Monday, March 31st, 2014

Rainbow over Yosemite Valley from Tunnel View, Yosemite NP, CA, USA

Rainbow over Yosemite Valley from Tunnel View, 5:59 p.m. yesterday

Yesterday was a wonderful day for photography in Yosemite Valley. When I arrived before sunrise I found two inches of unpredicted fresh snow, and lots of mist. I met my two workshop students and we spent the next couple of hours photographing beautiful, misty, clearing-storm scenes from several spots: Tunnel View, along the Merced River looking at El Capitan and Three Brothers, and from Swinging Bridge toward Yosemite Falls.

The snow melted quickly, and in the afternoon some small (also unpredicted) showers moved through the valley. Driving through rain I noticed the sun starting to break through, and realized that a rainbow might become visible from Tunnel View. Sure enough, when we arrived at Tunnel View we found a rainbow arching over the valley. We grabbed a couple of quick, handheld photos, but the rainbow faded quickly.
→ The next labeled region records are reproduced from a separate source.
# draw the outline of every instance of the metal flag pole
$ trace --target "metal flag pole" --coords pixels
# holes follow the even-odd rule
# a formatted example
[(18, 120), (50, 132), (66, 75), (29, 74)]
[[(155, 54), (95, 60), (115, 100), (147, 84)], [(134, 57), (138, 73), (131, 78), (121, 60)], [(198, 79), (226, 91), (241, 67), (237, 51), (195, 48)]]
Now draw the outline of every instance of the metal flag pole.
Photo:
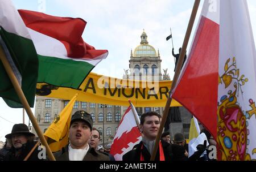
[(27, 102), (27, 100), (24, 95), (24, 93), (22, 91), (22, 89), (18, 81), (17, 78), (15, 76), (13, 70), (11, 69), (11, 66), (6, 59), (5, 53), (3, 52), (3, 50), (1, 46), (0, 46), (0, 59), (2, 61), (2, 62), (5, 67), (5, 70), (9, 76), (10, 80), (13, 83), (13, 87), (18, 94), (18, 96), (20, 100), (21, 103), (23, 105), (24, 108), (27, 112), (27, 115), (28, 115), (29, 118), (31, 121), (32, 124), (35, 128), (35, 130), (36, 132), (36, 134), (38, 135), (40, 140), (43, 143), (43, 145), (46, 147), (46, 151), (47, 152), (48, 156), (49, 156), (49, 158), (50, 160), (55, 161), (55, 158), (54, 158), (53, 154), (51, 151), (51, 149), (46, 141), (46, 138), (43, 134), (43, 132), (40, 128), (35, 118), (35, 117), (32, 112), (31, 109), (30, 109), (30, 106)]
[(155, 140), (155, 146), (154, 147), (153, 152), (152, 153), (151, 157), (150, 158), (150, 161), (154, 161), (155, 160), (155, 156), (156, 154), (156, 151), (159, 145), (160, 137), (163, 132), (164, 128), (164, 125), (166, 122), (166, 119), (167, 118), (168, 113), (169, 111), (169, 108), (171, 105), (171, 102), (172, 101), (171, 92), (176, 85), (179, 75), (180, 75), (180, 71), (181, 70), (182, 63), (183, 59), (185, 57), (185, 54), (188, 46), (188, 41), (189, 40), (190, 35), (191, 34), (192, 29), (193, 28), (195, 19), (196, 18), (196, 13), (197, 12), (198, 8), (199, 7), (199, 4), (200, 3), (200, 0), (195, 0), (194, 5), (193, 6), (192, 11), (191, 12), (191, 15), (190, 16), (189, 22), (188, 23), (188, 28), (187, 29), (186, 34), (185, 35), (185, 38), (183, 41), (183, 45), (182, 45), (181, 51), (179, 57), (179, 60), (177, 64), (176, 70), (175, 70), (175, 73), (174, 74), (174, 79), (172, 80), (172, 85), (171, 89), (169, 91), (169, 96), (166, 102), (166, 106), (164, 108), (164, 111), (163, 115), (163, 118), (160, 124), (159, 130), (158, 131), (158, 135), (156, 136), (156, 139)]
[[(174, 41), (172, 40), (172, 28), (170, 27), (170, 30), (171, 31), (171, 35), (172, 36), (172, 49), (174, 49)], [(175, 58), (174, 58), (174, 64), (176, 64), (176, 59)]]
[(171, 31), (171, 35), (172, 36), (172, 48), (174, 48), (174, 41), (172, 40), (172, 28), (170, 27), (170, 29)]

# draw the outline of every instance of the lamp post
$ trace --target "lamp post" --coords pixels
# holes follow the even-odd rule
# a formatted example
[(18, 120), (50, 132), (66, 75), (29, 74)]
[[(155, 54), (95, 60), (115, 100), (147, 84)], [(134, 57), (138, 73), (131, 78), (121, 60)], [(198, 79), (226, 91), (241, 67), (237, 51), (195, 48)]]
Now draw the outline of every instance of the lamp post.
[(103, 147), (105, 146), (105, 108), (106, 108), (106, 105), (101, 104), (101, 108), (103, 108), (103, 132), (102, 132), (102, 136), (103, 136)]

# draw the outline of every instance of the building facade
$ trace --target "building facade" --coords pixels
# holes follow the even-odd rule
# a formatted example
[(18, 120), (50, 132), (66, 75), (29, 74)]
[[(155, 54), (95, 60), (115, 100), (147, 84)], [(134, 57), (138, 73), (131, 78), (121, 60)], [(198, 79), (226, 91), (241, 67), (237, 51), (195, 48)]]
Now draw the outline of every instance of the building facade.
[[(170, 80), (170, 76), (167, 73), (167, 69), (164, 70), (162, 76), (159, 51), (158, 50), (156, 53), (155, 49), (148, 44), (147, 36), (144, 31), (141, 36), (141, 44), (134, 49), (133, 52), (131, 50), (129, 69), (125, 70), (123, 78), (160, 81), (163, 77), (164, 80)], [(129, 70), (130, 73), (128, 74)], [(68, 102), (68, 100), (36, 96), (35, 115), (42, 131), (44, 132), (46, 131)], [(100, 144), (104, 145), (112, 143), (122, 115), (127, 108), (121, 106), (80, 101), (76, 101), (73, 108), (72, 114), (81, 110), (91, 114), (93, 127), (101, 132)], [(149, 111), (154, 111), (162, 114), (164, 108), (137, 107), (136, 109), (139, 115)], [(188, 127), (189, 128), (191, 115), (184, 108), (180, 109), (183, 122), (177, 126), (175, 126), (176, 124), (172, 124), (171, 127), (170, 124), (170, 131), (172, 135), (176, 131), (184, 131), (185, 136), (188, 137)], [(36, 135), (35, 131), (34, 130), (32, 131)]]
[[(133, 52), (131, 50), (129, 60), (130, 74), (128, 70), (123, 76), (123, 79), (143, 80), (160, 81), (162, 80), (161, 73), (161, 62), (159, 50), (148, 44), (147, 35), (144, 31), (141, 36), (141, 44)], [(161, 107), (136, 108), (139, 115), (149, 111), (154, 111), (159, 114), (163, 113), (163, 108)]]
[[(68, 102), (68, 100), (36, 96), (35, 115), (42, 131), (44, 132), (46, 131)], [(72, 114), (81, 110), (92, 115), (93, 127), (101, 132), (100, 144), (106, 145), (112, 143), (121, 121), (121, 114), (124, 113), (123, 107), (76, 101)], [(33, 132), (36, 135), (34, 130)]]

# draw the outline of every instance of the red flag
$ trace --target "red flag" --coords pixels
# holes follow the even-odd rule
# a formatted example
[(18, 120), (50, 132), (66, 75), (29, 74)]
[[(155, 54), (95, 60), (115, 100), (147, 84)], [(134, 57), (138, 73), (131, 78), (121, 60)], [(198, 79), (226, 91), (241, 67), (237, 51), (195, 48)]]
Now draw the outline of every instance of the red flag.
[(207, 15), (208, 9), (211, 9), (205, 3), (172, 98), (188, 109), (216, 138), (220, 25), (217, 19)]
[(125, 111), (111, 147), (110, 153), (117, 161), (122, 160), (123, 155), (131, 150), (142, 138), (136, 124), (133, 108), (134, 108), (130, 106)]

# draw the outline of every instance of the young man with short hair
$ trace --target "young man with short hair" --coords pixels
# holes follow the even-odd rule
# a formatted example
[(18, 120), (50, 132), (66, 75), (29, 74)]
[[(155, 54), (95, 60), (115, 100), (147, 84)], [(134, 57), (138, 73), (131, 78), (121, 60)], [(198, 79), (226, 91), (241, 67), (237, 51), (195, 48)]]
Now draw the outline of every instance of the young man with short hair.
[[(147, 112), (141, 115), (140, 129), (143, 135), (142, 140), (135, 145), (133, 150), (123, 156), (123, 160), (150, 160), (159, 132), (160, 117), (159, 114), (154, 111)], [(172, 145), (166, 141), (160, 141), (155, 160), (186, 160), (182, 152), (182, 147), (175, 145), (174, 148)]]

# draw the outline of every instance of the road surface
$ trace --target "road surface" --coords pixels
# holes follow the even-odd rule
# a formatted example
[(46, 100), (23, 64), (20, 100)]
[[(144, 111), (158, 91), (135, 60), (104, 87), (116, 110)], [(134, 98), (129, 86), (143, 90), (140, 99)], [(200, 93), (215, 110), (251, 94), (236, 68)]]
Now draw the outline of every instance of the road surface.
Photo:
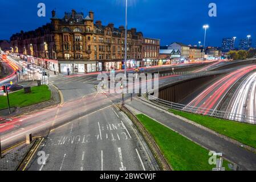
[[(228, 106), (227, 118), (256, 123), (256, 73), (249, 75), (241, 84)], [(247, 115), (247, 117), (245, 117)]]

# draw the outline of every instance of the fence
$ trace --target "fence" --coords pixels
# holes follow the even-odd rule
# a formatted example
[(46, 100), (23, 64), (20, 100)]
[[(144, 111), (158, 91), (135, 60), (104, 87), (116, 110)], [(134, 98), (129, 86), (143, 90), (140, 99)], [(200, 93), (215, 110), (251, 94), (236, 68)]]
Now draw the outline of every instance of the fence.
[(150, 99), (152, 102), (159, 105), (163, 105), (169, 109), (187, 111), (192, 113), (203, 114), (222, 119), (233, 120), (241, 122), (256, 124), (256, 117), (174, 103), (159, 99), (159, 98), (151, 95), (148, 92), (147, 93), (147, 95), (148, 98)]

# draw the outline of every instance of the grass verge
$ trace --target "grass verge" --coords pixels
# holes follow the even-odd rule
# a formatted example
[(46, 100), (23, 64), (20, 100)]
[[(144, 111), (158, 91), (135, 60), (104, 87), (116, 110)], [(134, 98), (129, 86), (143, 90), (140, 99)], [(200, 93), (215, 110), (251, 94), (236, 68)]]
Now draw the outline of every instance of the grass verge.
[[(31, 88), (31, 93), (25, 94), (23, 90), (9, 93), (10, 105), (13, 107), (22, 107), (46, 101), (51, 99), (51, 92), (47, 85)], [(0, 96), (0, 109), (8, 108), (6, 96)]]
[(191, 120), (224, 135), (256, 148), (256, 125), (170, 110), (172, 113)]
[[(176, 132), (145, 116), (137, 118), (157, 143), (168, 162), (176, 171), (212, 171), (214, 165), (208, 163), (209, 151)], [(226, 170), (228, 162), (224, 160)]]

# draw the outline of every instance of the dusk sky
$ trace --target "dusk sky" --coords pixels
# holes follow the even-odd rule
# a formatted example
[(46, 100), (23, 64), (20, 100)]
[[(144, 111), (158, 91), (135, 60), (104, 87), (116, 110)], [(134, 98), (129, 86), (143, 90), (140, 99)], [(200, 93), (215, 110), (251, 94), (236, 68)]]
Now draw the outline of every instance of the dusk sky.
[[(124, 25), (124, 0), (13, 0), (1, 1), (0, 40), (9, 39), (12, 34), (32, 30), (50, 22), (51, 11), (56, 8), (58, 18), (64, 11), (90, 10), (95, 20), (103, 24)], [(128, 28), (136, 27), (145, 37), (161, 39), (161, 44), (173, 42), (195, 44), (204, 41), (202, 26), (210, 26), (206, 46), (220, 46), (223, 38), (237, 36), (238, 40), (251, 35), (256, 40), (256, 2), (255, 0), (128, 0)], [(46, 6), (46, 17), (37, 16), (37, 5)], [(217, 6), (217, 16), (209, 17), (208, 5)], [(237, 42), (237, 46), (238, 41)]]

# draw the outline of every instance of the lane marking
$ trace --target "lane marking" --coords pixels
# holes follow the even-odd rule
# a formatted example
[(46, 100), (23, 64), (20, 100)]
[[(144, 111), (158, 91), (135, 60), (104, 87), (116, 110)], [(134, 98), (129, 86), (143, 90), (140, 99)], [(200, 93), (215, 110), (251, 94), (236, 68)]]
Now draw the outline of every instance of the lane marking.
[(124, 166), (124, 163), (123, 162), (122, 151), (120, 147), (118, 148), (118, 154), (119, 155), (119, 159), (121, 163), (121, 167), (119, 169), (120, 171), (126, 171), (126, 167)]
[(124, 124), (124, 122), (123, 122), (123, 121), (121, 120), (121, 122), (123, 124), (123, 126), (124, 126), (124, 129), (125, 130), (126, 132), (127, 132), (129, 137), (130, 137), (130, 138), (132, 138), (132, 136), (131, 136), (130, 133), (129, 133), (129, 131), (128, 131), (127, 129), (126, 128)]
[[(46, 163), (46, 160), (47, 160), (48, 158), (49, 158), (50, 154), (47, 154), (46, 156), (46, 159), (45, 159), (45, 161), (44, 162)], [(42, 169), (43, 169), (43, 167), (44, 166), (44, 165), (46, 164), (43, 164), (41, 166), (41, 167), (39, 169), (39, 171), (42, 171)]]
[(117, 118), (119, 118), (119, 116), (118, 115), (117, 113), (116, 113), (116, 112), (115, 111), (115, 110), (112, 108), (112, 110), (113, 110), (113, 111), (114, 111), (115, 114), (116, 114), (116, 116), (117, 117)]
[(64, 160), (65, 159), (66, 157), (66, 154), (64, 154), (63, 159), (62, 159), (62, 165), (60, 166), (60, 168), (59, 169), (59, 171), (62, 171), (62, 166), (63, 166)]
[(100, 140), (102, 140), (102, 136), (101, 136), (101, 131), (100, 130), (100, 123), (97, 122), (98, 126), (99, 126), (99, 130), (100, 131)]
[(86, 154), (86, 151), (83, 151), (83, 155), (82, 156), (82, 160), (84, 160), (84, 155)]
[(72, 134), (72, 130), (73, 130), (73, 123), (72, 123), (72, 125), (71, 125), (71, 130), (70, 130), (70, 135), (71, 135), (71, 134)]
[(143, 162), (142, 162), (141, 158), (140, 157), (140, 154), (139, 154), (138, 150), (137, 150), (137, 148), (135, 148), (135, 150), (136, 151), (137, 155), (138, 155), (139, 159), (140, 159), (140, 163), (141, 163), (141, 166), (142, 166), (142, 167), (143, 168), (143, 170), (146, 171), (146, 169), (145, 168), (145, 167), (144, 167), (144, 164), (143, 164)]
[(101, 171), (103, 171), (103, 151), (101, 150)]

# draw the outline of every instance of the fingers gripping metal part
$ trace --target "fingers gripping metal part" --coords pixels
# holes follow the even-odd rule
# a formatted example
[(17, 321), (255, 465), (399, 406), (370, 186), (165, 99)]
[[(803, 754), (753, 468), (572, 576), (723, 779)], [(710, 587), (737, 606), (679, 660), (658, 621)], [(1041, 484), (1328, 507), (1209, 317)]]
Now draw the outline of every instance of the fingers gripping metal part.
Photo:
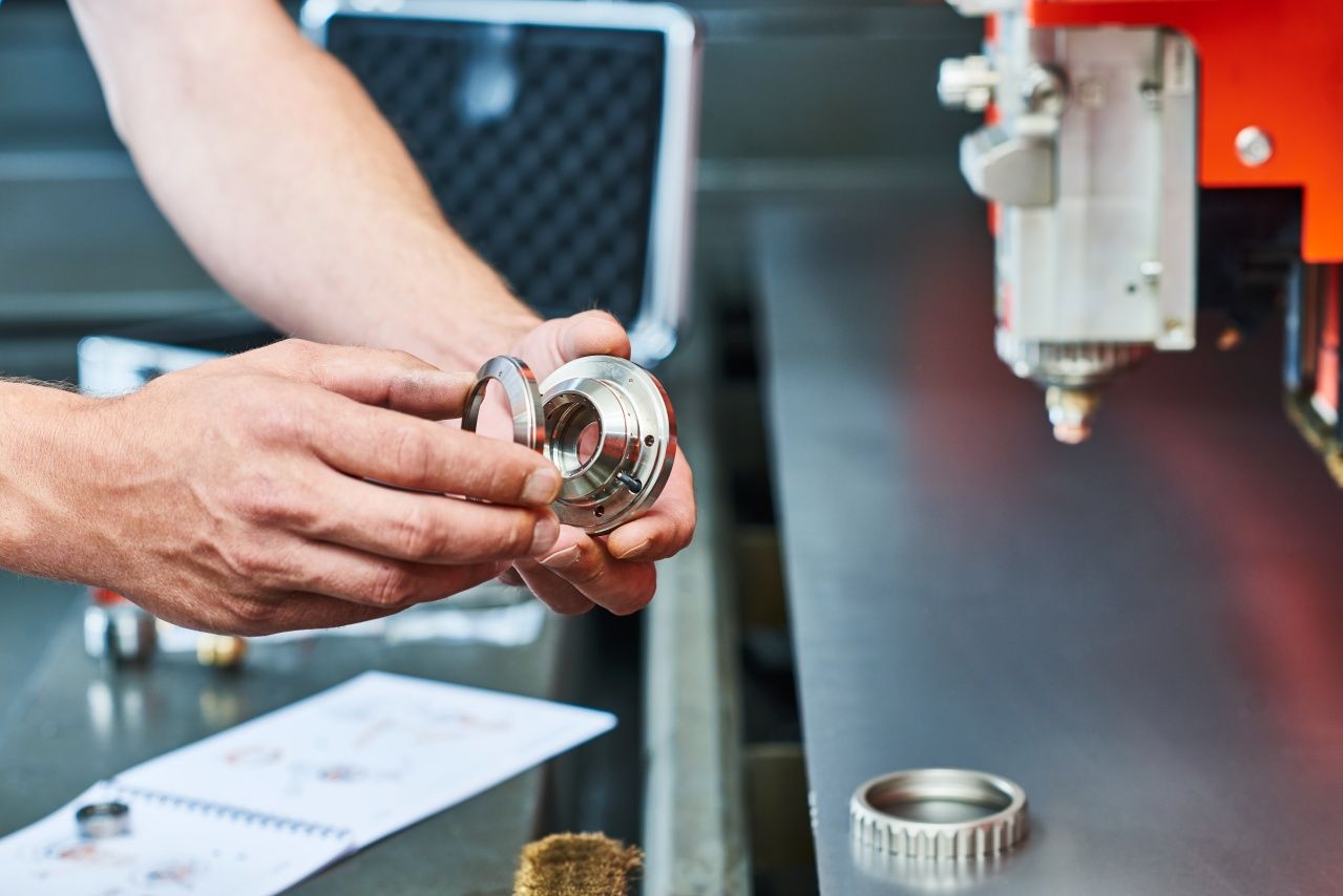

It was frustrating, especially since this was the second time I’d arrived at Tunnel View just a little too late to catch a rainbow. But I reasoned that the conditions were right, and the same thing could happen again, so we waited. Eventually another shower moved through, and a patch of blue sky teased us into thinking that a rainbow might appear, but that hole in the clouds closed up and it started sprinkling again. We finally decided to give up and go elsewhere. As we were packing our gear, I noticed that the sky looked a little lighter to the west, so we drove through the tunnel to see what things looked like on the other side. Promising, as the sun was breaking through and hitting the canyon near Cascade Fall.